PhD Thesis Defenses

Thermo-mechanical Assessment of Reactor Pressure Vessels of Light Water Reactors During Severe Accidents


The reactor pressure vessel (RPV) is one of the crucial safety barriers designed to isolate the reactor core, safeguarding against potential radioactive releases into the environment during a severe accident. The assessment of RPV behaviour and its failure is necessary to predict the characteristics of melt release into the reactor pit and succeeding ex-vessel accident progression.

This thesis aims to develop both the model and methodology in the Finite Element Analysis (FEA) of the RPV to predict its structural behaviour during postulated severe accidents. The improvement in the FE model starts from the material models for the material properties of the RPVs. Since the SA533B1 and 16MND5 carbon steels are considered the structural materials of the RPVs relevant to a Nordic Boiling Water Reactor (BWR) and a Pressurized Water Reactor (PWR), respectively, the material models for these two materials are established and subsequently validated against multiple tests. The simulations strictly adhere to the test conditions in the validation process. The observed agreement between the simulation and test results serves as a good foundation for subsequent analysis on the RPV applications.

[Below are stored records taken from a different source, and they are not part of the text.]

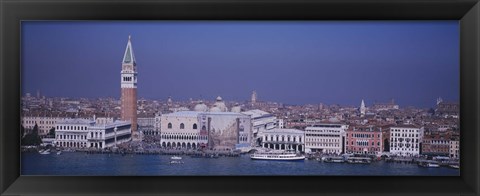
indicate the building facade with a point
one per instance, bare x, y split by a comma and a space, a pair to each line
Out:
212, 130
364, 140
406, 140
325, 138
98, 133
44, 123
261, 121
129, 87
283, 139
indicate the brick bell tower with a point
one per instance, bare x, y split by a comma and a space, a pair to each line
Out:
129, 88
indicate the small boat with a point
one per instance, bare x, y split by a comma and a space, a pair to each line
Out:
454, 166
333, 160
44, 152
176, 158
429, 164
277, 156
359, 160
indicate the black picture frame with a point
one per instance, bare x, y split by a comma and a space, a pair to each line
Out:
12, 12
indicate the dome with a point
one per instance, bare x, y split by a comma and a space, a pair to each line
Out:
201, 107
215, 109
236, 109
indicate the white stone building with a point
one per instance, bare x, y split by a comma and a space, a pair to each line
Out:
261, 121
454, 149
99, 133
405, 140
213, 130
44, 123
325, 138
283, 139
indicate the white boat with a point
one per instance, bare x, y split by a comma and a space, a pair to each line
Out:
431, 164
277, 156
454, 166
44, 151
176, 158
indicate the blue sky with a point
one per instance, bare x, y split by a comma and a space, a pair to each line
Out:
293, 62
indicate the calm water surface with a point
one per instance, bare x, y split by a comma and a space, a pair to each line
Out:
74, 163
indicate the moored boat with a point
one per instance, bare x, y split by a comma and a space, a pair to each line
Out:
277, 156
429, 164
359, 160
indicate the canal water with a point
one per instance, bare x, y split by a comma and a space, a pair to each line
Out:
75, 163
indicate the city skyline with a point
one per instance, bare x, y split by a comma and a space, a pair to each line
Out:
231, 59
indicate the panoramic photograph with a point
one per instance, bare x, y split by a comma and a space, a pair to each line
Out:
234, 98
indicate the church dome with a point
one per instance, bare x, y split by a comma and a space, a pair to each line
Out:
236, 109
200, 107
215, 109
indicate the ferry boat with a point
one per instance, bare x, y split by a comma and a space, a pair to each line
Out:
44, 151
277, 156
359, 160
176, 160
333, 159
430, 164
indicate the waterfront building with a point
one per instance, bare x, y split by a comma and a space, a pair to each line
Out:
129, 88
454, 148
44, 123
87, 133
364, 139
325, 138
213, 130
283, 139
406, 140
261, 121
182, 130
436, 143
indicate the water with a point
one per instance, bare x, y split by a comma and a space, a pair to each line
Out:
74, 163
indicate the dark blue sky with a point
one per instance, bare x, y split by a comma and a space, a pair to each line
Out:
293, 62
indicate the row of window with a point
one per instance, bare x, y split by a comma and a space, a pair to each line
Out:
76, 128
321, 135
271, 137
364, 135
184, 137
182, 126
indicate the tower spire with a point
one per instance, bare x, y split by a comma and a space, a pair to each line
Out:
129, 57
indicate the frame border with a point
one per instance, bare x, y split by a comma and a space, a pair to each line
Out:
12, 12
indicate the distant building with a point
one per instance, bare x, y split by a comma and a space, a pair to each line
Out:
436, 143
261, 121
364, 139
254, 97
44, 123
385, 106
447, 109
99, 133
454, 148
325, 138
212, 130
283, 139
406, 140
362, 108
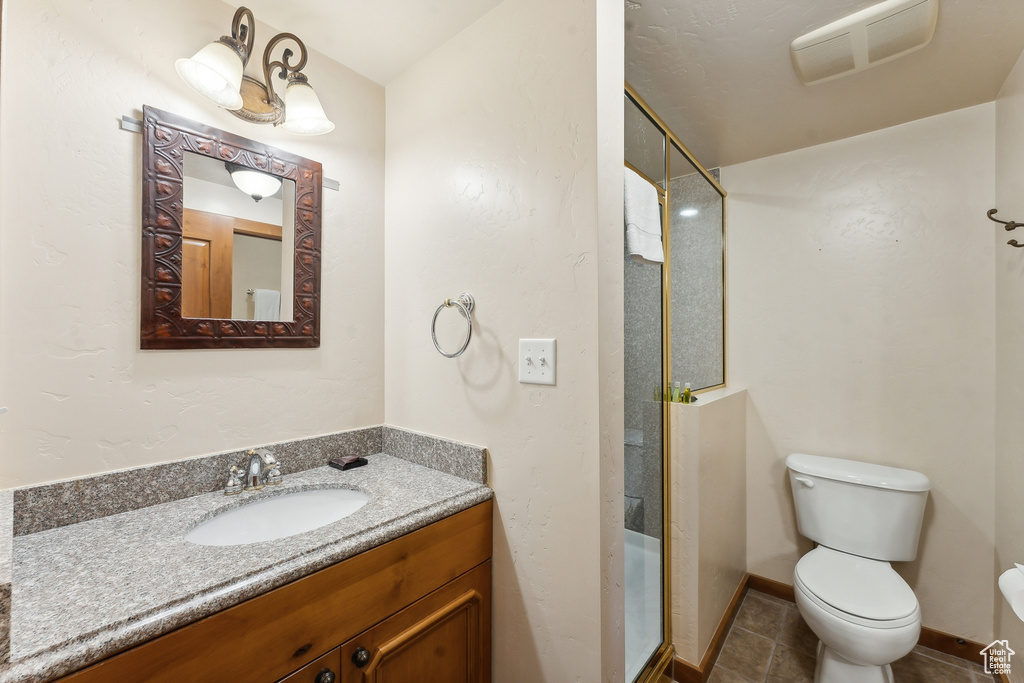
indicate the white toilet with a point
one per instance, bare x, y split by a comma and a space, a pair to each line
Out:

A thermo-mechanical coupling approach is developed by coupling the ANSYS Mechanical APDL for the structural analysis of RPVs and MELCOR for defining boundary conditions. This approach can efficiently predict the RPV behaviour during accident scenarios, including deformation, stress and strain. Subsequently, the obtained results are subjected to a comprehensive failure analysis of RPVs with three failure criteria, namely melt-through, stress-based, and strain-based failure criteria. In addition, an advanced model in LS-DYNA is introduced to simulate the possible rupture phenomenon of RPVs during failure.

The developed model and methodology are applied in structural analysis of the Nordic BWR and the PWR during severe accidents. The analysis results contribute to:

(i)              A benchmark specification in the EU-IVMR project WP2.4 conducted to investigate the effect of the ablated profile on RPV failure in numerical analysis;

(ii)            The feasibility of In-Vessel Retention (IVR) strategy mitigation analyzed for the RPV of a Nordic BWR in two severe accidents: a Station Blackout (SBO) and an SBO combined with a Loss-of-coolant Accident (SBO+LOCA); and

(iii)          A comprehensive failure analysis for RPVs in a Nordic BWR carried out under the mentioned two severe accidents. The RPV lower plenum model is extended from the two-dimensional case for a standalone vessel wall to a three-dimensional case for a vessel wall with a cluster of IGT structures. This failure analysis aims to investigate the failure mechanism and timing for both vessel wall and IGTs, providing valuable insights into the possible earliest failure mode of RPV lower plenum for different reactor designs and severe accident scenarios.